This becomes apparent to me each year when I attend the National Restaurant Association (NRA) Restaurant, Hotel-Motel Show in Chicago. On display is virtually everything that is in a restaurant, not to mention many food service-related aspects of hotels and motels. A sampling of products and services on display at the most recent NRA show, for which decision makers in food service have to consider, include accounting systems, bags, cabinets, dishwashers, employee services, first-aid equipment, gloves, heaters, insecticides, janitor services, knives, labels, management services, napkins, online services, plates, quality control, reservation services, scales, tables, uniforms, ventilators, warmers, and yogurt.
That’s virtually a category representing each letter of the alphabet and, within each category there could be dozens of vendors. Additionally, ice-making and dispensing equipment of all kinds, as well as chilled- and frozen-food cases ranged from small portable reach-in units to massive walk-in machinery.
Three thoughts come to mind.
First, I’m wondering how decision makers could take a pass on the NRA show, which is clearly a 101 on the sector’s latest and greatest. Take a look at that list above and note how many of those items are technology related — technology that changes annually, if not more often. In the same respect, I’m wondering how many refrigeration contractors who install or service food service cooling and freezing equipment can afford to take a pass on attending this and similar shows. This opportunity allows authorized dealers to reacquaint themselves with the equipment and products they are most familiar with, and it presents a chance to see what other manufacturers are bringing to the food service market. There is a lot of competition out there, and I think contractors need to be aware of that.

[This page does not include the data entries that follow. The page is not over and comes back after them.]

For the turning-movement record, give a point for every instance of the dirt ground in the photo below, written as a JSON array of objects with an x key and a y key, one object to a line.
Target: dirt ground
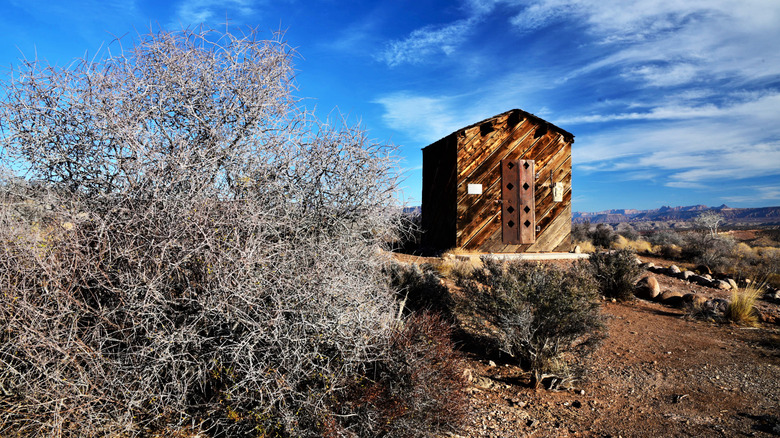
[{"x": 659, "y": 372}]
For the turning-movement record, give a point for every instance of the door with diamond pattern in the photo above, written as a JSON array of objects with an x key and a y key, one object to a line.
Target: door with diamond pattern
[{"x": 518, "y": 225}]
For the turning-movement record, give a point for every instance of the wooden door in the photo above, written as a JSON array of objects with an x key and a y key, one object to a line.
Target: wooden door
[{"x": 518, "y": 224}]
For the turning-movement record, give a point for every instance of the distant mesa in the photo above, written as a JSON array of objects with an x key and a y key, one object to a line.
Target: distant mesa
[{"x": 732, "y": 216}]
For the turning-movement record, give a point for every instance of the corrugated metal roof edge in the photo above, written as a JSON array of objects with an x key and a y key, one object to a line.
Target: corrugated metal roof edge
[{"x": 524, "y": 113}]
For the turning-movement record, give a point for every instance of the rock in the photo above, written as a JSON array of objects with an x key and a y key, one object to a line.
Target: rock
[
  {"x": 722, "y": 285},
  {"x": 648, "y": 288},
  {"x": 693, "y": 300},
  {"x": 671, "y": 298},
  {"x": 698, "y": 279}
]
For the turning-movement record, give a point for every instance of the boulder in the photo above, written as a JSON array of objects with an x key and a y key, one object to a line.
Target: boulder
[
  {"x": 722, "y": 285},
  {"x": 671, "y": 298},
  {"x": 698, "y": 279},
  {"x": 648, "y": 288},
  {"x": 693, "y": 300}
]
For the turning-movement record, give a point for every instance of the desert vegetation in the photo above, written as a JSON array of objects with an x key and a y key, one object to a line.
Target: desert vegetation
[
  {"x": 186, "y": 250},
  {"x": 706, "y": 247}
]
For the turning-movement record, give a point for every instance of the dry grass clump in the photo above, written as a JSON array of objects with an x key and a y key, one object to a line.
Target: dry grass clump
[
  {"x": 220, "y": 270},
  {"x": 741, "y": 308},
  {"x": 586, "y": 246}
]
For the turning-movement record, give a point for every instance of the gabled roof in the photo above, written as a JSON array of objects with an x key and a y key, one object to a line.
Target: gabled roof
[{"x": 537, "y": 120}]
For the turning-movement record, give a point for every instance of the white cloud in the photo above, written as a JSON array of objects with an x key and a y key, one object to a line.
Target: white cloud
[
  {"x": 425, "y": 119},
  {"x": 194, "y": 12},
  {"x": 426, "y": 43}
]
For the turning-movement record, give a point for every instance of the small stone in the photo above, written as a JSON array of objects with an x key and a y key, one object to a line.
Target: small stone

Second, as quick as the media is to shine a spotlight on a new restaurant’s chef and menu, there is so much more that goes into the anatomy of a restaurant. A poor-quality freezer or cooler can sink an opening just as quickly as a lousy-tasting dinner special, sloppy wait staff, or an inferior wine. Typically, more than 60 percent of new restaurants fail within the first two years of operation — and I suspect the complexity of what’s going on behind the scenes is a major contributor.
Third, even when all the ice machines and dispensers, and all the reach-in and walk-ins are installed and running perfectly, they are going to fail from time to time. Here’s where the restaurant manager and refrigeration contractor have to be on the same page. Quite a bit of the new refrigeration technology shown at NRA deals with fault-detection systems that contractors can monitor remotely. Even if that is not present, restaurant shift managers need to be on the watch for the built-in on-site warning signals included inside most refrigerated and frozen-food equipment. Even though they should, most managers don’t catch these early warning signs.
The message for refrigeration contractors who work in restaurants and other food-service areas is to be up to speed on the best products so if asked to offer input from a decision maker starting up a new restaurant, they can offer wise advice. Remember, those decision makers are probably not experts in refrigeration, so they are looking for help. And contractors need to develop a good rapport with on-site restaurant/food-service managers, so those folks know to call the contractor for regular preventive maintenance and to call quickly when there is even a potential problem lurking. Early detection is important, as a restaurant without refrigeration for any length of time is a restaurant likely sporting a closed sign.